PGP and friends are, in practice, mutually exclusive.

if you want to let friends know what is going on you just simply send email/IM/SMS

To paraphrase jwz: "Some people, when confronted with a problem, think 'I know, I'll use PGP.' Now they have two problems."

More seriously, PGP is really hard. I think it has some potential for signing emails from your bank, Amazon, etc. but other than that ... it's just a pain. I'm not a crypto expert but a reasonably skilled IT professional, and even I struggle with it.

Yes, the message is encrypted with a key, you only get access to this key by decrypting it with your private key. Everyone on the email has the key for the message encrypted with their public key. Hence the privacy is not perfect but pretty good.

Good luck convincing non technical users.
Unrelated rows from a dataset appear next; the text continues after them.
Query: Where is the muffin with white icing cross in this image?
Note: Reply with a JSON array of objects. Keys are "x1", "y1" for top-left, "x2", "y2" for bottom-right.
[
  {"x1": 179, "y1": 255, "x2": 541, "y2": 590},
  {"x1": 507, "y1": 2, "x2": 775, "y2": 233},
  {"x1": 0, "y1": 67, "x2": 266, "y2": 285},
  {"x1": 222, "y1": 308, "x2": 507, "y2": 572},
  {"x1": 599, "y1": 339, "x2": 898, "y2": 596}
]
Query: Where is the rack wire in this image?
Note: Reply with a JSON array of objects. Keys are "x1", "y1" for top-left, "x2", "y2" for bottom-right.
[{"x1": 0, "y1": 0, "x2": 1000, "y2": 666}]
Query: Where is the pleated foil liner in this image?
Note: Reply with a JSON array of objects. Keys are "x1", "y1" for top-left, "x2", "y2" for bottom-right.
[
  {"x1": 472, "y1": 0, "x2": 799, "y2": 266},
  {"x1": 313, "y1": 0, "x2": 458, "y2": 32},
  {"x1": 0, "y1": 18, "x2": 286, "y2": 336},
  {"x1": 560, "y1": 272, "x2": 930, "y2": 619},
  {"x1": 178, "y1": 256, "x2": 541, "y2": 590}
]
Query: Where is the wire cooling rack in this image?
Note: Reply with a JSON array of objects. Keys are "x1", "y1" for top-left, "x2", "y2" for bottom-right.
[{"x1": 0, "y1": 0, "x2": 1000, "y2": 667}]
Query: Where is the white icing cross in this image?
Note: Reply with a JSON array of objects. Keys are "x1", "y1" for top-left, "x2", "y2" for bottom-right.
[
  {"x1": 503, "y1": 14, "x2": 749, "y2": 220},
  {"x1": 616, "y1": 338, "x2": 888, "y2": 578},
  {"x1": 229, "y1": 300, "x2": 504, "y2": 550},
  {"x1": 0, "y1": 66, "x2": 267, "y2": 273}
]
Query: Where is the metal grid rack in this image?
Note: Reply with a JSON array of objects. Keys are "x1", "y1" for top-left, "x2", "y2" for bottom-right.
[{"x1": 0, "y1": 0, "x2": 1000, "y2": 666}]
Encrypt it with a symmetric key, and then encrypt the symmetric key separately with each of your friends' public keys.

But then if just one of your friend's private key is stolen, you lose control of everything you wrote, past or present.

Well, yeah. That's what sharing the things you've written with them is.

Well, there are algorithms that support perfect forward security.... but nah

This is a good argument for not rolling your own.

By giving them the key?

Right. Have you tried doing that?

Yeah nothing like a VC stating the only way he would/could trust and use a product is if they were an investor in the product.

> How do you solve the "won't read my emails" problem ?

Nobody but a handful of very vocal HN posters care about this. In the marketplace this isn’t a problem.

At the end of the day, you have to trust your data in somebody else’s hands. Unless your print your own circuit boards, make your own CPUs and write your own operating system, you cannot escape trusting a third party.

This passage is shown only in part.